Marketing et communication riment avec authenticité et expérience client, entre campagnes multicanales, collaborations créatives (collabs capsules comme celle avec Ashley Park pour Weekend Max Mara en 2025, ou la pop-up capsule avec Merci à Paris pour l’automne-hiver 2024/25), et produits personnalisés (notamment la possibilité en 2010 de personnaliser la doublure du mythique 101801).

Face aux controverses, la marque a su faire évoluer ses pratiques. Très critiquée pour sa politique de fourrure, Max Mara a d’abord réagi discrètement en retirant progressivement les articles concernés de ses ventes en ligne avant d’acter officiellement ce tournant éthique sous la pression citoyenne.
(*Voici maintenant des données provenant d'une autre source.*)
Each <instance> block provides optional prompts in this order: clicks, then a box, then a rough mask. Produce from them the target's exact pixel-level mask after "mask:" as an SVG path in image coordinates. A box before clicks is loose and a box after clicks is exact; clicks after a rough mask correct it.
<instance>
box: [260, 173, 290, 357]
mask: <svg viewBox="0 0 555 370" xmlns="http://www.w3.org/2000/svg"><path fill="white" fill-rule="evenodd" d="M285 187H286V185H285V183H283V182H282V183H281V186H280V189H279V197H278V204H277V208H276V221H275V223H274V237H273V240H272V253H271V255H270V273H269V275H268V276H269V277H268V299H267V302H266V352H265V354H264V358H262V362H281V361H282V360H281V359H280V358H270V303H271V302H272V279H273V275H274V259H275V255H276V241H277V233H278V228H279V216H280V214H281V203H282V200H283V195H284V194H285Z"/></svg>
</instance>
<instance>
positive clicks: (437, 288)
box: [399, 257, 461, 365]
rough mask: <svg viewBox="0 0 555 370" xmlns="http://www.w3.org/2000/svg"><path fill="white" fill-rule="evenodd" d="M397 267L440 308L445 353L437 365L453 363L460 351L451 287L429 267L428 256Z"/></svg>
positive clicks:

D’autres polémiques, notamment liées à l’appropriation culturelle concernant des motifs issus de communautés autochtones, ont rappelé à la maison la nécessité d’un dialogue accru avec les acteurs culturels pour repenser certaines démarches artistiques.

Héritage et rayonnement actuel

Aujourd’hui, Max Mara incarne un luxe accessible, synonyme de discrétion, de raffinement et d’innovation sur la scène internationale. Sa force réside dans la fidélité à un savoir-faire unique, un marketing intelligent, ouvert aux collaborations inventives, et une capacité de renouvellement sans rupture. Symbole de l’élégance italienne, la maison reste guidée par son ambition fondatrice : allier tradition et modernité pour habiller la femme dans toute sa diversité et son exigence.